DISSENTING OPINION BY ACOBA, J.,
WITH WHOM DUFFY, J., JOINS

I respectfully disagree with the majority and would grant certiorari inasmuch as there is more than sufficient "compelling justification," State v. Garcia, 96 Hawai`i 200, 206, 29 P.3d 919, 925 (2001) (emphasis omitted), to overrule the holding in State v. Kaua, 102 Hawai`i 1, 72 P.3d 473 (2003), State v. Rivera, 106 Hawai`i 146, 166, 102 P.3d 1044, 1064 (2004) (Acoba, J., dissenting, joined by Duffy, J.), State v. Maugaotega, 107 Hawai`i 399, 410, 114 P.3d 905, 916 (2005) (Acoba, J., dissenting, joined by Duffy, J.), and State v. White, 110 Hawai`i 79, 90, 129 P.3d 1107, 1118 (2006) (Acoba, J., dissenting, joined by Duffy, J.). As was stated in White,

both the United States District Court for the District of Hawai`i (the district court) in Kaua v. Frank, 350 F. Supp. 2d 848 (D. Haw. 2004) and the United States Ninth Circuit Court of Appeals in Kaua v. Frank, 436 F.3d 1057 (9th Cir. 2006), have ruled that State v. Kaua, 102 Hawai`i 1, 72 P.3d 473 (2003), upon which the majority's opinion is premised, violated Apprendi v. New Jersey, 530 U.S. 466, 120 S.Ct. 2348, 147 L.Ed.2d 435 (2000).

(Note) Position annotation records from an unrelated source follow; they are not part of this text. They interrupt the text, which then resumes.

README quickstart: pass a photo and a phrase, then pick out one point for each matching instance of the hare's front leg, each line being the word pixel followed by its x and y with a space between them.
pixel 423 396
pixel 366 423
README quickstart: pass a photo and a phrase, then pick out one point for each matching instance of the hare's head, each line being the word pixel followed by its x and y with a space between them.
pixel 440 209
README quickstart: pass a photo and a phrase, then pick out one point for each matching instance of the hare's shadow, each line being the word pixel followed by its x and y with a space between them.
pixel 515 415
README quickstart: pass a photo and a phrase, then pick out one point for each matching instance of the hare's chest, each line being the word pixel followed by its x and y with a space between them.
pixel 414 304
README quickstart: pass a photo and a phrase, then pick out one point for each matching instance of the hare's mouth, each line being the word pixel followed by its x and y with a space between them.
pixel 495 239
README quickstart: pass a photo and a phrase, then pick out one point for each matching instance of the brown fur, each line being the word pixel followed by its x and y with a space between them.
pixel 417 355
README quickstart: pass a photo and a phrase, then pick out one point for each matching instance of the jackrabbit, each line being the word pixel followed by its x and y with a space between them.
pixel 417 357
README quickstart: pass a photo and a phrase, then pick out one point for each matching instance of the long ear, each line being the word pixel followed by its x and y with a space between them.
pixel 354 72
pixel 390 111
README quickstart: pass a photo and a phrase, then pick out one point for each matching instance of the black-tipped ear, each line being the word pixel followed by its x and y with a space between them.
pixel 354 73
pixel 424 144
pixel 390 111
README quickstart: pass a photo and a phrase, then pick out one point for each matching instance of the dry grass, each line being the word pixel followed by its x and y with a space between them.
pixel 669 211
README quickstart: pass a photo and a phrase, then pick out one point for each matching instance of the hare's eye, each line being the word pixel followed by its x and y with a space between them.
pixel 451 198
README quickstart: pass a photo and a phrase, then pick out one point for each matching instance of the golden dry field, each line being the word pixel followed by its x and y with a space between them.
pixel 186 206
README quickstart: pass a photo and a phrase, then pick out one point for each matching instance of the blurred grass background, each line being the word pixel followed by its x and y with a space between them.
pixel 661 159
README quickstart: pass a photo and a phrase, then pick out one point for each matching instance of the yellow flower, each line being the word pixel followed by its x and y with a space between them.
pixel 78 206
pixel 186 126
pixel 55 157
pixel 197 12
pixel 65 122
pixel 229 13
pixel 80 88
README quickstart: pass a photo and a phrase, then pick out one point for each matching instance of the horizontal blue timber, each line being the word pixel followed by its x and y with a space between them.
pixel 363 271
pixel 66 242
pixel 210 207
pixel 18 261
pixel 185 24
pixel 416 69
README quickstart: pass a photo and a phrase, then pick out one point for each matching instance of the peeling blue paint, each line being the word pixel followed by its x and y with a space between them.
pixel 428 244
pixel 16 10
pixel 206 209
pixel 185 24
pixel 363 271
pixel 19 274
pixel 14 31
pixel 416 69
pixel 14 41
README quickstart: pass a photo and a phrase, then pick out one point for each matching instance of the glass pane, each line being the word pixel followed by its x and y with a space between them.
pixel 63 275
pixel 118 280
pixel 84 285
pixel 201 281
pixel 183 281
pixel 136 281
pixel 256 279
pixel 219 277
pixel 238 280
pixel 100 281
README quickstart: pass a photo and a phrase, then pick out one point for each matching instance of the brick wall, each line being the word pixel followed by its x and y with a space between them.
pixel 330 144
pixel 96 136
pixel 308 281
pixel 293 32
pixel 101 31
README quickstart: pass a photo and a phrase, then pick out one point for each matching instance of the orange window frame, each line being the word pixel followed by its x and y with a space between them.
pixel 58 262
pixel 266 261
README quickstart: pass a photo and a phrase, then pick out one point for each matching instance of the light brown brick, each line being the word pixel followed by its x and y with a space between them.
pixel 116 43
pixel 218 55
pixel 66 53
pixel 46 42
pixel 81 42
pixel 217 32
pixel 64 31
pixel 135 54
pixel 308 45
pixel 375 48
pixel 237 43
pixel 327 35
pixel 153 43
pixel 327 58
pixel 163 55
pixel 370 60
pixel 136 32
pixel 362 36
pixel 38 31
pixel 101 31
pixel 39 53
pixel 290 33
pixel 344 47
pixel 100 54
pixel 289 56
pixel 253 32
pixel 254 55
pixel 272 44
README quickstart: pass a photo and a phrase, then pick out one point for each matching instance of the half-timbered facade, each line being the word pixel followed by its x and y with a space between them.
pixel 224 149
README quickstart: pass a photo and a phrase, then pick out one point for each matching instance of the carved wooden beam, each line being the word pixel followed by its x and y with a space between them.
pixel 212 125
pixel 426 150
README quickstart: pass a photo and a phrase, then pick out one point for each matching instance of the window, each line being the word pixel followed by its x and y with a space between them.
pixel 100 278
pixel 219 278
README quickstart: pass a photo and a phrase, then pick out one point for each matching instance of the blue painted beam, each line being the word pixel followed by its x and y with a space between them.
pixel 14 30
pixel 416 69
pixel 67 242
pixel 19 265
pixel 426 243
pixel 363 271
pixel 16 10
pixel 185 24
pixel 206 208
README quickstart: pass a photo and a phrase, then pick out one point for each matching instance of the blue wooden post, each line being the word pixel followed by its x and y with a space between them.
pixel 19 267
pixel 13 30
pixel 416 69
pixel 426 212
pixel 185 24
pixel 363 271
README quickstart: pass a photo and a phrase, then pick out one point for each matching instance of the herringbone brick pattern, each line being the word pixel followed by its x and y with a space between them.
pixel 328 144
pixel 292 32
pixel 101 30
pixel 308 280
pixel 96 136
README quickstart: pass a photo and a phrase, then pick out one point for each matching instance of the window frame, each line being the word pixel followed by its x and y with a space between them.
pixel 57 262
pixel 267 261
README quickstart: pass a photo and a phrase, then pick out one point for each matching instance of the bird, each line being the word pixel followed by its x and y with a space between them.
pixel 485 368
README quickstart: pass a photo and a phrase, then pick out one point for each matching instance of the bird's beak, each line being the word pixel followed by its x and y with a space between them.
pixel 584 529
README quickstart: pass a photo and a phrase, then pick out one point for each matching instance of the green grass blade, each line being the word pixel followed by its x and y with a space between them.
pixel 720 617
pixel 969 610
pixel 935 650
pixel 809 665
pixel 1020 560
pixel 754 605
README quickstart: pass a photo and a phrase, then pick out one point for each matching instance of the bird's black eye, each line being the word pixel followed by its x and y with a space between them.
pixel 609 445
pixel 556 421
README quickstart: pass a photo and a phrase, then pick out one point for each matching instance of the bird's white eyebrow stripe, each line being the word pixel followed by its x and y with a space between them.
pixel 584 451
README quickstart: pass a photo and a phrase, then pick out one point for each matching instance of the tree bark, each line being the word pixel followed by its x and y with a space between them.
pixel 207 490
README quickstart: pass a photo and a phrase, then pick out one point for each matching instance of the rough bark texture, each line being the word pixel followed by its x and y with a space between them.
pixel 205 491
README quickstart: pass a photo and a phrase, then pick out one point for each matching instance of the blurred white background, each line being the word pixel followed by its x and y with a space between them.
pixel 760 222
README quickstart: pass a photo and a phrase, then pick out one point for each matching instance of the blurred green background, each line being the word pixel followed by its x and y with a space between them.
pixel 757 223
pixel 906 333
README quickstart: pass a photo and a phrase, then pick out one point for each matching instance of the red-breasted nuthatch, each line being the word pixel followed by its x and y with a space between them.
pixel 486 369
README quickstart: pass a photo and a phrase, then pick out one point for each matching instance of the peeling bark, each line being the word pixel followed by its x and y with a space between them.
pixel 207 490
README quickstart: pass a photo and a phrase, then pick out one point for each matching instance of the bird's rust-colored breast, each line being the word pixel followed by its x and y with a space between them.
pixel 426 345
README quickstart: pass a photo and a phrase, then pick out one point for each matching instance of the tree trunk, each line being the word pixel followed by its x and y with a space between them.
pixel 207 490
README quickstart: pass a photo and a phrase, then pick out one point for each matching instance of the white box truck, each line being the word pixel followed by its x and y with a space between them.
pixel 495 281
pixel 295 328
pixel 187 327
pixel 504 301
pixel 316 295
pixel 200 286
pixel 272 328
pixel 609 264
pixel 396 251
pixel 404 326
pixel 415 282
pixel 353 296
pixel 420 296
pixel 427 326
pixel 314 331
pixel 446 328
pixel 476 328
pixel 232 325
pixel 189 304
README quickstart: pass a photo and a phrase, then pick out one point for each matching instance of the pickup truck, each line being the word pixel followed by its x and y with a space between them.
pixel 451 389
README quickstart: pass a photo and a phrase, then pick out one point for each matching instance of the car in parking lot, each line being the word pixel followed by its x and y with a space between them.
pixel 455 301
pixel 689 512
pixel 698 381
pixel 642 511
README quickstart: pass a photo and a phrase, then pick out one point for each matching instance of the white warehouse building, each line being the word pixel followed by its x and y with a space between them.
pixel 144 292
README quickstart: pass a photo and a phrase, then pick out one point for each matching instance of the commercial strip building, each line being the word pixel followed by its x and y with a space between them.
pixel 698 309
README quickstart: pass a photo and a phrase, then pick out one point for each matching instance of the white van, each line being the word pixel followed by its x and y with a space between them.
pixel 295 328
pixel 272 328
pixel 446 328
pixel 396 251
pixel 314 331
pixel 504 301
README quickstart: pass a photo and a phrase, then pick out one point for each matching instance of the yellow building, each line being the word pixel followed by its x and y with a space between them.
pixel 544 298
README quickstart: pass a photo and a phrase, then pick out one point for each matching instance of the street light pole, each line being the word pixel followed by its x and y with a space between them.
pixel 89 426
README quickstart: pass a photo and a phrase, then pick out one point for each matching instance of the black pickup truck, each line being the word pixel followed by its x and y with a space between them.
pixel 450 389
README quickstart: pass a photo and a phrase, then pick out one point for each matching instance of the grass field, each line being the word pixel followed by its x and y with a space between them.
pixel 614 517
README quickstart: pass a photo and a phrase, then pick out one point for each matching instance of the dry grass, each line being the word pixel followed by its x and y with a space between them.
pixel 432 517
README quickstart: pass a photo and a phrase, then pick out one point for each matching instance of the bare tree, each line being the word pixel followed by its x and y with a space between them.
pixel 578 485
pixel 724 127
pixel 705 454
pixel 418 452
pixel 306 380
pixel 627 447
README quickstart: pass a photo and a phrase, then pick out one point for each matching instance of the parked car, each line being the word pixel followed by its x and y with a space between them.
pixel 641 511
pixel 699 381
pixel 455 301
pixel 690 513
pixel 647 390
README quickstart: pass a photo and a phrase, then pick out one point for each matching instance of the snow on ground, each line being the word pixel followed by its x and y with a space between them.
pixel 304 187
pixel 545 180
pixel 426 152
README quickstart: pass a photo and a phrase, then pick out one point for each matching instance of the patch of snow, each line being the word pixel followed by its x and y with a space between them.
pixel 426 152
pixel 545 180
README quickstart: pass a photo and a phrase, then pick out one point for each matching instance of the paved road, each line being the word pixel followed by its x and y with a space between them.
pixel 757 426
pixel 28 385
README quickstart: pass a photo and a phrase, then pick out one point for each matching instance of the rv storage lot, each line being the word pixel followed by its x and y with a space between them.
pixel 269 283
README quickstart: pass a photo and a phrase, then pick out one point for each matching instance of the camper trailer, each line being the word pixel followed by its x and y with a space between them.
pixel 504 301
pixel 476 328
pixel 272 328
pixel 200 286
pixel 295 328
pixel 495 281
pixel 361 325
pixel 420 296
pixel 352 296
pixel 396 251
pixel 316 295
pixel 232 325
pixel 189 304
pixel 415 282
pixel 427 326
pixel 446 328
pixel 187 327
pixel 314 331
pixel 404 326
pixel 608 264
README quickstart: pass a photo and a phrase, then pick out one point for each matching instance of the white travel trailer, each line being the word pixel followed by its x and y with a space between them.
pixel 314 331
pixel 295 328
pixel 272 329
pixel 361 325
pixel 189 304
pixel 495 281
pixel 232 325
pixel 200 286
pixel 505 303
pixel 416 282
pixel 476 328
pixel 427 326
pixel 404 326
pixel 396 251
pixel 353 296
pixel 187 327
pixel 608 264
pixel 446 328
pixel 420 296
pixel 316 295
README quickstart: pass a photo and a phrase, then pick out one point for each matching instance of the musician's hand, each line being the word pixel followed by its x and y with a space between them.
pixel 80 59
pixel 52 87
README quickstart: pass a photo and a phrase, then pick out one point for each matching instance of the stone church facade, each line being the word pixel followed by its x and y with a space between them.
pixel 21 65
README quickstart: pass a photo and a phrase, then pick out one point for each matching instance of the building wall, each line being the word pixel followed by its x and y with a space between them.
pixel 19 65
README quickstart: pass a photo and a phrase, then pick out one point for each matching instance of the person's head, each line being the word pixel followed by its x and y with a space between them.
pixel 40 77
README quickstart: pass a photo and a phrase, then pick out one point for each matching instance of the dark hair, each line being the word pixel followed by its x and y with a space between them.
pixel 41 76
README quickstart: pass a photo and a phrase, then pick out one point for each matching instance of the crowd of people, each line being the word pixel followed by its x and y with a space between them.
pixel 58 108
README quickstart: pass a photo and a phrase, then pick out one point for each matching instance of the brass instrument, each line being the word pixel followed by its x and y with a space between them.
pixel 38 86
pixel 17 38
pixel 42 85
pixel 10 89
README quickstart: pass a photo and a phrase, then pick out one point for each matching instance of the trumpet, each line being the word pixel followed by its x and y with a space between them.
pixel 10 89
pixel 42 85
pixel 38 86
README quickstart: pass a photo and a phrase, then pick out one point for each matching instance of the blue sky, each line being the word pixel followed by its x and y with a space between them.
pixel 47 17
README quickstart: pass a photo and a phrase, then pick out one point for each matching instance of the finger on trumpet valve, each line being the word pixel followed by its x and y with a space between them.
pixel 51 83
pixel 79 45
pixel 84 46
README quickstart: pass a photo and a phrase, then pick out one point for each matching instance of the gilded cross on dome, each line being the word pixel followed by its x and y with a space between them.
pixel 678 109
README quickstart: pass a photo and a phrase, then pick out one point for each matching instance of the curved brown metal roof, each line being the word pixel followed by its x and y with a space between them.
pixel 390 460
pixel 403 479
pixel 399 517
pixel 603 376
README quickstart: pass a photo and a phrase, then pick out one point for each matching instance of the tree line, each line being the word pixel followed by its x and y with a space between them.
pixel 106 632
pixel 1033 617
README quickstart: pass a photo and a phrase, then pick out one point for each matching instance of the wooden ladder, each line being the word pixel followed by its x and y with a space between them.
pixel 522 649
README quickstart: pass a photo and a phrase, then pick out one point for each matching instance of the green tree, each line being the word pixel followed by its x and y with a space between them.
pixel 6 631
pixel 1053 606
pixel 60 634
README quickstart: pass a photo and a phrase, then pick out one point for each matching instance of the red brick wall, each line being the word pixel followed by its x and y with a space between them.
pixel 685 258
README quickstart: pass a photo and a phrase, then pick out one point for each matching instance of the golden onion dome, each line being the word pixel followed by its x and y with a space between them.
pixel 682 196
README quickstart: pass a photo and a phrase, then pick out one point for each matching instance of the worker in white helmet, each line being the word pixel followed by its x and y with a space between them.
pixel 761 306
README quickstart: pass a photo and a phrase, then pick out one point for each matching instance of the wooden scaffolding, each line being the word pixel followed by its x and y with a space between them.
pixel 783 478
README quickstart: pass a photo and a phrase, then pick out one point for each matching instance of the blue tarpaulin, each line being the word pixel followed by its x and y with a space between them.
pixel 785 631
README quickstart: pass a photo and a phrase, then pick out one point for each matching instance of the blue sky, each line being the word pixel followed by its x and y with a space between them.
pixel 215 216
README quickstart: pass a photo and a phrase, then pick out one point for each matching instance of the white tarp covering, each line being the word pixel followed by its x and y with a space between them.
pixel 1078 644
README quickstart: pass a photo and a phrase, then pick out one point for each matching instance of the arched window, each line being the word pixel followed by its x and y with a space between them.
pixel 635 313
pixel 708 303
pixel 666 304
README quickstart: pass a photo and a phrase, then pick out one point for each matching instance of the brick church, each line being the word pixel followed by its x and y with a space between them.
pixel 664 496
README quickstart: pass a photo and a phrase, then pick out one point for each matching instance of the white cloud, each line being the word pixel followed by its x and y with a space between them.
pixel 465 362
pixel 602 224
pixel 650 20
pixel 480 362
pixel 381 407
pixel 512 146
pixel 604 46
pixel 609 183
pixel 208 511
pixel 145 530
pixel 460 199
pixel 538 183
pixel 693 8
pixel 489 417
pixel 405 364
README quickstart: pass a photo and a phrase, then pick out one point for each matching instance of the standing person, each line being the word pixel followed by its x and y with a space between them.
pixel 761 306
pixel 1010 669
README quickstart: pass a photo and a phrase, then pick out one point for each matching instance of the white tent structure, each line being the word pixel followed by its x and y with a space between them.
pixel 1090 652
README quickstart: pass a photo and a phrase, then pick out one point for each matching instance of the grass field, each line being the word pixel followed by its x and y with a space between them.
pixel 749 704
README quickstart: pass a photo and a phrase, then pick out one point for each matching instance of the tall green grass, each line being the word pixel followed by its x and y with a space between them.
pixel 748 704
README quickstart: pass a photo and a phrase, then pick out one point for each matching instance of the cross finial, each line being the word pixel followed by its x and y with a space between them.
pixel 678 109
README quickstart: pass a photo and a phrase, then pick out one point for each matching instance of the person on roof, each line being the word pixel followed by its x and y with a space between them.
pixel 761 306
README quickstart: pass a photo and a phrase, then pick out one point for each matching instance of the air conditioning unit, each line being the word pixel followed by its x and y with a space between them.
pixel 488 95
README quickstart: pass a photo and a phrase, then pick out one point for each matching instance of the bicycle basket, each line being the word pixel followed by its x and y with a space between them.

White, 110 Hawai`i at 90, 129 P.3d at 1118 (Acoba, J., dissenting, joined by Duffy, J.). Because "the federal district court effectively has the power to review our decisions via the writ of habeas corpus[, t]he Ninth Circuit's Kaua decision has in large part undercut the [majority view in] Rivera[.]" Id. at 91, 129 P.3d at 1119. Therefore, "the availability of federal habeas proceedings and the resulting impact on the parties and both state and federal courts make a reexamination of our extended-term sentencing decisions even more imperative." Id.; see also J. Choi, Note, State v. Rivera: Extended Sentencing and the Sixth Amendment Right to Trial by Jury in Hawai`i, 28 U. Haw. L. Rev. 457, 476 (2006) (asserting that "the Hawai`i Supreme Court erred in upholding [Appellant Larry] Rivera's extended sentence," because "it misinterprete[ed] and incorrectly applie[d] Apprendi and Blakely[ v. Washington, 542 U.S. 296 (2004)]").